Use of xarray
ska-sdp-datamodels uses the xarray library instead of numpy in the
data classes. All data classes are derived from xarray.Dataset
. This change is motivated
by the large range of capabilities available from xarray. These include:
Named dimensions and coordinates, allowing access via quantities such as time, frequency, polarisation, receptor
Indexing, selection, iteration, and conditions
Support of split-apply-recombine operations
Interpolation in coordinates, including missing values
Automatic invocation of Dask for array operations
Arbitrary meta data as attributes
We have chosen to make data classes derive from xarray.Dataset
. Instead of adding
some of the class methods to the data class, which would introduce some interface fragility
as xarray changes over time, we have used data accessors to control access to
these methods specific to the class. This design is suggested in the xarray documentation
on extending xarray.
Examples:
# Flagged visibility
vis.visibility_acc.flagged_vis
# UVW in wavelengths
vis.visibility_acc.uvw_lambda
# DataArray sizes
vis.visibility_acc.datasizes
# Phasecentre as an astropy.SkyCoord
im.image_acc.phasecentre
# Image RA, Dec grid
im.image_acc.ra_dec_mesh
# Gaintable number of receptors
gt.gaintable_acc.nrec
Usage Examples
For
Image
,GridData
, andConvolutionFunction
, the name of the data variable is pixels so for example:
# The previous numpy format
im.data
# as an Xarray becomes
im["pixels"]
# as an numpy array or Dask array becomes
im["pixels"].data
# as an numpy array becomes
im["pixels"].values
# The properties now require using the accessor class. For example:
im.nchan
# becomes
im.image_acc.nchan
# or directly to the attributes of the xarray.Dataset
im.attrs["nchan"]
For
Visibility
, the various columns become data variables:
# The numpy format
bvis.data["vis"]
# becomes
bvis["vis"]
# as an numpy array or Dask array becomes
bvis["vis"].data
# as an numpy array becomes
bvis["vis"].values
# The properties now require using the accessor class. For example:
bvis.nchan
# becomes
bvis.visibility_acc.nchan
# or directly to the attributes of the xarray.Dataset
bvis.attrs["nchan"]
# The convenience methods for handling flags also require the accessor:
bvis.flagged_vis
# becomes
bvis.visibility_acc.flagged_vis
Here is a simple example of how the capabilities of xarray can be used:
vis = create_visibility_from_ms(ms)[0]
# Don't squeeze out the unit dimensions because we will want
# them for the concat
chan_vis = [v[1] for v in vis.groupby_bins(dim, bins=2)]
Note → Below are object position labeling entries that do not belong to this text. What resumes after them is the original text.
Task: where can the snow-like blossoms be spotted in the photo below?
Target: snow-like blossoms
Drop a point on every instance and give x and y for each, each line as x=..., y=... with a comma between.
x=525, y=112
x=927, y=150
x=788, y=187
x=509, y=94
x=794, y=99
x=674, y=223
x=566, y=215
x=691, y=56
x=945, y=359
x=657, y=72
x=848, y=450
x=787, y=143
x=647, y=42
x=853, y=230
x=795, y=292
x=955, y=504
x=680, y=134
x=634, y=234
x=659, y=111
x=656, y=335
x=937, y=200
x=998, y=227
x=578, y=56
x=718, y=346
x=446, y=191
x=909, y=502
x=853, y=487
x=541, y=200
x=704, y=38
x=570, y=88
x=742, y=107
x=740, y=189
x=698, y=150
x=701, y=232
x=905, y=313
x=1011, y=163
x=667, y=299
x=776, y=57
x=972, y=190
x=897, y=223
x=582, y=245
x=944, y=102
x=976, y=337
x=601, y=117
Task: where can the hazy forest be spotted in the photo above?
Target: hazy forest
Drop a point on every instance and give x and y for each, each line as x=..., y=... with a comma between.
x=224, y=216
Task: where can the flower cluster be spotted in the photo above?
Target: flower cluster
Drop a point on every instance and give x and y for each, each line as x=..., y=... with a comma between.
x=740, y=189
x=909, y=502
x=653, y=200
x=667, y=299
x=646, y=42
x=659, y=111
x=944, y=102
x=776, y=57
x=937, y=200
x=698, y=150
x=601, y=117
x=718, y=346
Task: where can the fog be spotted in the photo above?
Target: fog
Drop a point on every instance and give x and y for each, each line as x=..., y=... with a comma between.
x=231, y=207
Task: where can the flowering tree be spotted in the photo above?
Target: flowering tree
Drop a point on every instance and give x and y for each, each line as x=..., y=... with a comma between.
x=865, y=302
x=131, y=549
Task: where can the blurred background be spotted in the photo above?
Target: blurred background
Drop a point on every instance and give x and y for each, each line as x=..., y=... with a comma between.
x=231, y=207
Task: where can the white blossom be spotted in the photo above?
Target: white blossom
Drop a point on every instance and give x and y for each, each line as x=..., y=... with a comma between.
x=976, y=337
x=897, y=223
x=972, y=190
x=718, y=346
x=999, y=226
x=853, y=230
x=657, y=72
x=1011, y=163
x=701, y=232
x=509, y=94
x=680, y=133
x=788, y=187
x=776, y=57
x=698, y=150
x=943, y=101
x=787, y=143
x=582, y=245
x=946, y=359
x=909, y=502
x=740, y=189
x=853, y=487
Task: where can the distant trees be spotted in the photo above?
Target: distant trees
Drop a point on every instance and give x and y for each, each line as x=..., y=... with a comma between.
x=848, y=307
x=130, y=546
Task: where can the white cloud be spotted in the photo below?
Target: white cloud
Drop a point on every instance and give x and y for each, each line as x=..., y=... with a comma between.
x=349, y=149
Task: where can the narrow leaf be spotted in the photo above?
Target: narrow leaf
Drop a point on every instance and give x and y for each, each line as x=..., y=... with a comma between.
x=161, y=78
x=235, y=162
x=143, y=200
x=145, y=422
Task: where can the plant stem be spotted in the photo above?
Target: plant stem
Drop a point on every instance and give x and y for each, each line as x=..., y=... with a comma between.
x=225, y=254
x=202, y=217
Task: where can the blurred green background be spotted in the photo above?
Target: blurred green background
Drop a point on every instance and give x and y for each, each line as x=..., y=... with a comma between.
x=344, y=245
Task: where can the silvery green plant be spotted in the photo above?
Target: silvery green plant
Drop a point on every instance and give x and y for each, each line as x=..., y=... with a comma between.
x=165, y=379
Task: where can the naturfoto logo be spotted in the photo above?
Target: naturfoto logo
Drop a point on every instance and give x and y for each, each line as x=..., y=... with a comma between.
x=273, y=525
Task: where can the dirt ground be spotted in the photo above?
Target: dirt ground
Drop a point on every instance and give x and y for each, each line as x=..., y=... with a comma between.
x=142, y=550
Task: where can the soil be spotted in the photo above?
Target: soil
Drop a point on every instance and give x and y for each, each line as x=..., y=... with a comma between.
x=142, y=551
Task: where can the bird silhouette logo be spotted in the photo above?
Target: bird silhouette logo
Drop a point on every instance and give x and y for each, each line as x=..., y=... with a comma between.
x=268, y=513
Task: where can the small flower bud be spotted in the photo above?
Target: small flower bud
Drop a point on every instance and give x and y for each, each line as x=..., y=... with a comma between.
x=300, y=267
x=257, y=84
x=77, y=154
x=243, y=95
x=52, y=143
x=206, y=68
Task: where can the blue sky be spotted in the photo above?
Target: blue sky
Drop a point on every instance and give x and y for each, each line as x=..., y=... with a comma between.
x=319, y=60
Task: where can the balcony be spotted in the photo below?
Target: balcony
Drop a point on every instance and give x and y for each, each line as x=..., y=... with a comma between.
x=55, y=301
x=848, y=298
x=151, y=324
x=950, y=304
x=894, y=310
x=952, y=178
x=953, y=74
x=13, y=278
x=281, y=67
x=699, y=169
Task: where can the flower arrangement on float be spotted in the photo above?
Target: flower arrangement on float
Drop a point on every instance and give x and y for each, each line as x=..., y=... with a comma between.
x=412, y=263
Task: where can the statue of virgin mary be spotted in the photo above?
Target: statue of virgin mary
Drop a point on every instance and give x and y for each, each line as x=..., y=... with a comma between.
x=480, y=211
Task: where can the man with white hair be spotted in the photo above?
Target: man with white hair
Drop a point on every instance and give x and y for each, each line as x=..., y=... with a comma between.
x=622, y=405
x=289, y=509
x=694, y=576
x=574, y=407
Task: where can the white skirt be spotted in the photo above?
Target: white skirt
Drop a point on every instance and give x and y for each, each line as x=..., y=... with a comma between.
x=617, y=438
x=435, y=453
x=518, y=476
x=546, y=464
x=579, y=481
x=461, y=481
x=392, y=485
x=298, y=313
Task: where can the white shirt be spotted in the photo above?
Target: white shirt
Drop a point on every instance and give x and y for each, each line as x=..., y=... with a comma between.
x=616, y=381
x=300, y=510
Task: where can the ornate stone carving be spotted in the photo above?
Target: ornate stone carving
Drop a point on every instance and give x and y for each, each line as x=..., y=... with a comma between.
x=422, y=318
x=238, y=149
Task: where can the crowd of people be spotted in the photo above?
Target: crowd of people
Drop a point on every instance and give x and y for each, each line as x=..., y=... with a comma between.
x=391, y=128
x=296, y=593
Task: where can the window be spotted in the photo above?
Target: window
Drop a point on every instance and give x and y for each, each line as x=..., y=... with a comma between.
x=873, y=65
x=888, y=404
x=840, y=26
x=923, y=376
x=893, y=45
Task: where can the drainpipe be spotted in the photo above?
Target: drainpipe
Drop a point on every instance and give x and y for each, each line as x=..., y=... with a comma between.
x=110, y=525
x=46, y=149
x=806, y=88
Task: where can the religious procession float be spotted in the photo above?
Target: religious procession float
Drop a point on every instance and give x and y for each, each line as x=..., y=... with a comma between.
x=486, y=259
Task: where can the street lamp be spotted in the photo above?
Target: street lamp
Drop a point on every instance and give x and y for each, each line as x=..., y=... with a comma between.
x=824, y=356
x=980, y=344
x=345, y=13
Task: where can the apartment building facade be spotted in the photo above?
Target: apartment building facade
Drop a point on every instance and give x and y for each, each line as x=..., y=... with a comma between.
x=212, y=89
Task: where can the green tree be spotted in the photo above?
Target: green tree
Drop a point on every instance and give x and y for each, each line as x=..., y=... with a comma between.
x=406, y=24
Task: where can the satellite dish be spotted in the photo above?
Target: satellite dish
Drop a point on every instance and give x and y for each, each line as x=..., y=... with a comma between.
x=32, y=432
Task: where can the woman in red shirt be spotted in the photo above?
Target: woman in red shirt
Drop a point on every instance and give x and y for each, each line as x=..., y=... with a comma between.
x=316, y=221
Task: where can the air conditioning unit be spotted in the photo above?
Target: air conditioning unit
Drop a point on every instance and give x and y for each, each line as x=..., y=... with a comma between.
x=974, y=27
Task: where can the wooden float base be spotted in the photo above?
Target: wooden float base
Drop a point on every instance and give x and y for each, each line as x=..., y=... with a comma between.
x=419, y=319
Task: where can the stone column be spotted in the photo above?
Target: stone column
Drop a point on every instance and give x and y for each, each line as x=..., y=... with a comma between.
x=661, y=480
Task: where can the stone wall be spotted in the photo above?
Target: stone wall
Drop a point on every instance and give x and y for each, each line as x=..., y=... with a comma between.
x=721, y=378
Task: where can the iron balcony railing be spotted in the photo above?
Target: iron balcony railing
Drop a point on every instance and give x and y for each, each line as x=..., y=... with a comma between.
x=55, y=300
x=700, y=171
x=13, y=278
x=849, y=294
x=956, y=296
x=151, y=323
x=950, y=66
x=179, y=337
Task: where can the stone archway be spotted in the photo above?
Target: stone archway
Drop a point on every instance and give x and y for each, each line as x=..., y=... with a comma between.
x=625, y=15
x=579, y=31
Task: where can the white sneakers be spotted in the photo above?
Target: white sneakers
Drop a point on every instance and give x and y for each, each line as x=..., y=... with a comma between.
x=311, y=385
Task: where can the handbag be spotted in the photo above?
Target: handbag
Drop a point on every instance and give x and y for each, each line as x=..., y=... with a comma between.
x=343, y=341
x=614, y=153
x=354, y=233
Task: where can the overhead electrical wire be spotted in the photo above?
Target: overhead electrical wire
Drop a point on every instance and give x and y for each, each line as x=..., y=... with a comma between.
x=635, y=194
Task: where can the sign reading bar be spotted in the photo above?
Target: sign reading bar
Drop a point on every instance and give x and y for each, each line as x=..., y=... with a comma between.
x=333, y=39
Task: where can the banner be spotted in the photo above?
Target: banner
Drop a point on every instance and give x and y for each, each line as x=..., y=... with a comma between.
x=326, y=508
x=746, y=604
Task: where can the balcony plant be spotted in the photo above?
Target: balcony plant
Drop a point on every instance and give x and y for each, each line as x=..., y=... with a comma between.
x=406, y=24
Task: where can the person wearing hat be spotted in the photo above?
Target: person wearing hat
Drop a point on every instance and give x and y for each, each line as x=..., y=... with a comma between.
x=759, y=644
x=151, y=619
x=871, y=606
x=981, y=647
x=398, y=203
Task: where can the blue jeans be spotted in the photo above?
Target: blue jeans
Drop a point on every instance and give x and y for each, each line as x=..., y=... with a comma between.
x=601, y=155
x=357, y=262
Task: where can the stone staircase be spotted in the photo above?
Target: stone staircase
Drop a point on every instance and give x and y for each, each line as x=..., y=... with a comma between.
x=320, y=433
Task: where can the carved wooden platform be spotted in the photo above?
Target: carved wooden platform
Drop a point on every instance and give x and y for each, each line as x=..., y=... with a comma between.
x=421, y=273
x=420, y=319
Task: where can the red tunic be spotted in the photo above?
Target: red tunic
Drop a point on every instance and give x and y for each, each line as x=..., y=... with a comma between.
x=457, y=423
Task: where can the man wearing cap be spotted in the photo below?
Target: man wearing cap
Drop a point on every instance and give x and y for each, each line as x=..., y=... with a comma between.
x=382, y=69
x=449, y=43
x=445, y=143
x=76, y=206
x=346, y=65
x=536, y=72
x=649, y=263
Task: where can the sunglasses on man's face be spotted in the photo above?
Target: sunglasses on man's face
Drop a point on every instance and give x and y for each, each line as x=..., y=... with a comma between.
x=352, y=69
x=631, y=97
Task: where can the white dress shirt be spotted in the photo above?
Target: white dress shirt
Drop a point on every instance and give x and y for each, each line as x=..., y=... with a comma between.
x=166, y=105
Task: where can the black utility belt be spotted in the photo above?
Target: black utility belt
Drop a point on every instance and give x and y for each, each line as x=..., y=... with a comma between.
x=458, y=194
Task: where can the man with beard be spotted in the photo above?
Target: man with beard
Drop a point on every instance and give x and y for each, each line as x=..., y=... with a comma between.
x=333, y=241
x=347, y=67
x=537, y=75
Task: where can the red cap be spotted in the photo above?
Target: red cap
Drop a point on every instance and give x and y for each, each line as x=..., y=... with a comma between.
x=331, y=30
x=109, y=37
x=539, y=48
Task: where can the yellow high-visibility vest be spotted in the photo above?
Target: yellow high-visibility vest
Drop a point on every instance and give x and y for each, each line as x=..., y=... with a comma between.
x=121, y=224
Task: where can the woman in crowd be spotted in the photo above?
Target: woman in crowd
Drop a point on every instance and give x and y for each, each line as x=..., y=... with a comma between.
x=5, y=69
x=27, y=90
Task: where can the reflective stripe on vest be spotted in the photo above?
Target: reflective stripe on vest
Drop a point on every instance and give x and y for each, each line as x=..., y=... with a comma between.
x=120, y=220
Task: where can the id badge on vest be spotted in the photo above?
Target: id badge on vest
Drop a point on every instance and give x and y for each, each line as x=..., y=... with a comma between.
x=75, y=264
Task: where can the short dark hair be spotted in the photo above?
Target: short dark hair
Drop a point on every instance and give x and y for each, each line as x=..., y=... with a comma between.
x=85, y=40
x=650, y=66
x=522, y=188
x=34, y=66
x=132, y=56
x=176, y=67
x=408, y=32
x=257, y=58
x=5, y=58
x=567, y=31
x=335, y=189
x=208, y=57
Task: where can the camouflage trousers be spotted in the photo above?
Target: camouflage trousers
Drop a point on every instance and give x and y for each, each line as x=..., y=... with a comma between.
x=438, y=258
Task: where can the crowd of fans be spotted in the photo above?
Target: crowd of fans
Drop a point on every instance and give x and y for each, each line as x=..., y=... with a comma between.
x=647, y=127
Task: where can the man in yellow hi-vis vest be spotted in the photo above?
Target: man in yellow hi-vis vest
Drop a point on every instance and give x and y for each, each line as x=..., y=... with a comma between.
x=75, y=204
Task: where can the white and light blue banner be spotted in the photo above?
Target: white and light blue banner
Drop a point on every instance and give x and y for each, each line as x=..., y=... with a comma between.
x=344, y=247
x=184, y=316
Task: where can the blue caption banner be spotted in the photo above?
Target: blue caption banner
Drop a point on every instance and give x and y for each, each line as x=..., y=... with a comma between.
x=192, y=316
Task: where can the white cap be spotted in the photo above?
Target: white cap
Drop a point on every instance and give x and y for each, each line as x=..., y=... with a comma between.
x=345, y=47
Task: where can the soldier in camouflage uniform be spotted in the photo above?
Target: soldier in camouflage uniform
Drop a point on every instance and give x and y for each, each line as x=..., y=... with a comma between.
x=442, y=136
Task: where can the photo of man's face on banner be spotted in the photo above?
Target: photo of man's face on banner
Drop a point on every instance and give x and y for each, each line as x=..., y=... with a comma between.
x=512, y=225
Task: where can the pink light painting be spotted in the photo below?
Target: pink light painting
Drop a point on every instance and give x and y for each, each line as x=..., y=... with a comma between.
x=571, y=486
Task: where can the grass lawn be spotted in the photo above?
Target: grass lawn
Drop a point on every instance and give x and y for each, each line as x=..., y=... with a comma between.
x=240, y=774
# Predict visibility from a model.
chan_vis = [predict_ng(vis, model) in chan_vis]
# Now concatenate
newvis = xarray.concat(chan_vis, dim=dim, data_vars="minimal")
Warnings and Limitations
The current main limitation of the xarray implementation is that, some of the class methods and operations
can return a raw xarray.Dataset
instead of a subclass instance. So please make sure variables
return the expected data structure when using xarray.